Tapapó branco

Chegou estufada de orgulho, com o tapapó novo. Ia participar do desfile de 7 de setembro. Encontrou os colegas mais falantes e agitados do que de costume. Juntou-se a eles, sempre cuidando para não sujar o tão desejado tapapó branco.

Dona Palmira chegou e o silêncio se fez. Era uma mulher alta, cheia de corpo, óculos de aros pretos, cabelo preso em um coque, roupa cinza e voz firme. Ela era a professora, a diretora, catequista, conselheira e juíza de toda a criançada da escola, por isso todos a respeitavam muito. Um respeito pincelado com temor.

A ordem foi dada e todos começaram a formar as filas.

- Maiores na frente, menores atrás. – a voz de Dona Palmira parecia um trovão.

Filas formadas e um par de olhos negros e atentos começou a inspeção, tudo passava pelo crivo daquela senhora: roupa, cabelo, calçados. De repente, uma parada mais demorada e uma sentença:

- Tu não podes desfilar, teu tapapó não é branco como o dos outros, pode sair da fila.

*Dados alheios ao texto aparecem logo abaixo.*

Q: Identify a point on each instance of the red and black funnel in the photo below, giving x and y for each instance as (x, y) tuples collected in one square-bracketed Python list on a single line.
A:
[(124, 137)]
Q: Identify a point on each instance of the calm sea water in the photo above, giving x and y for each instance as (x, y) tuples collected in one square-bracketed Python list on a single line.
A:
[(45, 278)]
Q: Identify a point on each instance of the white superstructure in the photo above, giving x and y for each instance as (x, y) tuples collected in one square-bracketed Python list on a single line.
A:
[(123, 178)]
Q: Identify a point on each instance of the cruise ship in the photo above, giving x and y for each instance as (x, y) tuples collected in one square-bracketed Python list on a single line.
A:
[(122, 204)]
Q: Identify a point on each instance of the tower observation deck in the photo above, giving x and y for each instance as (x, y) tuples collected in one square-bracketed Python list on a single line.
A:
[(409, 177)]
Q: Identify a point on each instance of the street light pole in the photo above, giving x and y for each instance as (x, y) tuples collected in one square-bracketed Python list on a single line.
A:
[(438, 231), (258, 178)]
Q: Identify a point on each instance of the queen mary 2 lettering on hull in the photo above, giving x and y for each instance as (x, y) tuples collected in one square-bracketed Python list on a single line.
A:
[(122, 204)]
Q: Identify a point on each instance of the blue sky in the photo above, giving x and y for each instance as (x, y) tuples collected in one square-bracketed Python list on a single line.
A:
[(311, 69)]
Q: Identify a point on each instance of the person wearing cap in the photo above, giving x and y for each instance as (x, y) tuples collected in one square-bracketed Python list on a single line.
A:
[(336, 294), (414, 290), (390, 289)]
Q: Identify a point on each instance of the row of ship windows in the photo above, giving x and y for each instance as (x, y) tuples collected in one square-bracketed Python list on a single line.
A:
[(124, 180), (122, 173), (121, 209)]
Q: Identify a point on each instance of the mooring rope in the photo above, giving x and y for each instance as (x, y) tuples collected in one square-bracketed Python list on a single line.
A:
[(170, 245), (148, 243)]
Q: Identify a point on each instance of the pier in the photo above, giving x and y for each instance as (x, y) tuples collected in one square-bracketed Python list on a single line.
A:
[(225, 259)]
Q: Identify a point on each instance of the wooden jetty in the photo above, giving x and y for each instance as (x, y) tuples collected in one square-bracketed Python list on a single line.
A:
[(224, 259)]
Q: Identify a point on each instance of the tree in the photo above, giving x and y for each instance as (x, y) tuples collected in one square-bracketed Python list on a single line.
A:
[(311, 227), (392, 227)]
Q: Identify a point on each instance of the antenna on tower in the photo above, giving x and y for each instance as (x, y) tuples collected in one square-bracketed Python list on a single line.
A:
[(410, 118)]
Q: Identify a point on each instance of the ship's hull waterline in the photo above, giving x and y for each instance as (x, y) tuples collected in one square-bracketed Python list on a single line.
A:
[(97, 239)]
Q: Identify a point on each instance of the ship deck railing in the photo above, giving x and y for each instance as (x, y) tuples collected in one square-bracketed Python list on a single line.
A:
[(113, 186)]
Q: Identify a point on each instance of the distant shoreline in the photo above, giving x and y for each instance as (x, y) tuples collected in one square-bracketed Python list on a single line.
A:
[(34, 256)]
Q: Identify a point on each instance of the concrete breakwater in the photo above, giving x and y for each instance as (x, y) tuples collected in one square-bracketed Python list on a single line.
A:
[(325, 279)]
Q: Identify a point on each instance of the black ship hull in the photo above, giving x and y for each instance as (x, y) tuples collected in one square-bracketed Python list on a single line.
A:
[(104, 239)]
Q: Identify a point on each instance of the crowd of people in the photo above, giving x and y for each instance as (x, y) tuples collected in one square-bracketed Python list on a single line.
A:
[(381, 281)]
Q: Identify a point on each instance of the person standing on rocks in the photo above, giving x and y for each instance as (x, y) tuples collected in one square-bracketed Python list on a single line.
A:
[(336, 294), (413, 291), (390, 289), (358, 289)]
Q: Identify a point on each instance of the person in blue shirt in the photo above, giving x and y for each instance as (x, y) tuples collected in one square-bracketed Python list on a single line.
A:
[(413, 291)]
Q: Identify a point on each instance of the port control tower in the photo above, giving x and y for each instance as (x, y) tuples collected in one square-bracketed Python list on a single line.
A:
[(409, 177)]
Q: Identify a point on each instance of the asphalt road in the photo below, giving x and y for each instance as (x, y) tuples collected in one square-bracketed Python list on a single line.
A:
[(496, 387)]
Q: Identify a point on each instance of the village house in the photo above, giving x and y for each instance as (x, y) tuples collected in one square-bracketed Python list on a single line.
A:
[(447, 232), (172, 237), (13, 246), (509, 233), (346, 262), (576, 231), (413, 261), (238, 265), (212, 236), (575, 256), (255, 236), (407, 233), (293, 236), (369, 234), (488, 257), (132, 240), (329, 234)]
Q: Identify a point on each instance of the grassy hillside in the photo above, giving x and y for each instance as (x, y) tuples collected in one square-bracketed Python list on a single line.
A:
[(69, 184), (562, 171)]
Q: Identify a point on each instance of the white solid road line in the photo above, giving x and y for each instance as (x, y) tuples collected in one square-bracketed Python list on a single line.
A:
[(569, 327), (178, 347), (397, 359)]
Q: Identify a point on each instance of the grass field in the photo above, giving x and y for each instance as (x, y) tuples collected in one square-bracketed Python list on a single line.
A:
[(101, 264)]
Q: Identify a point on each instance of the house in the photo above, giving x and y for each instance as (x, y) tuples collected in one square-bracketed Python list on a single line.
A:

De início, o baque. Depois, a carreira desabalada para trás da escola e o choro convulsivo. Quando as lágrimas permitiram, dois quilômetros de tristeza de volta para casa.

- Que foi, menina?

- Mãe, a professora não me deixou desfilar.

- Por quê?

- Porque ela disse que o meu tapapó não é branco como os dos outros.

- Pois tu não voltas mais lá! Não vais mais estudar.

...

- E eu nunca mais estudei. Agora, estou aqui.

O silêncio se fez de tal forma na sala de aula que era possível ouvir as respirações contidas.

E ali estava ela – pequenina, tímida, envergonhada, alguns cabelinhos brancos – com seus cadernos novos, lápis, caneta, borracha e muita curiosidade. Aquela pequena estatura tinha dentro de si uma força gigantesca. Essa força vencera o abandono, a adoção, as dificuldades, o tapapó feito de saco de farinha quarado até branquear, os olhos inquisidores de Dona Palmira, um marido pouco afetuoso, uma prole desatenciosa, as doenças.

Aquele 1,50 m se agigantou diante de todos nós, tomou a sala, nossos ouvidos, nossos olhos, nosso ser. Dona Eva estava, finalmente, realizando seu sonho: estudar. Ficamos meio pasmados por alguns instantes, engasgados, silenciosos. Então, as palmas soaram e um largo sorriso se abriu naquele rosto miúdo com 58 anos de idade.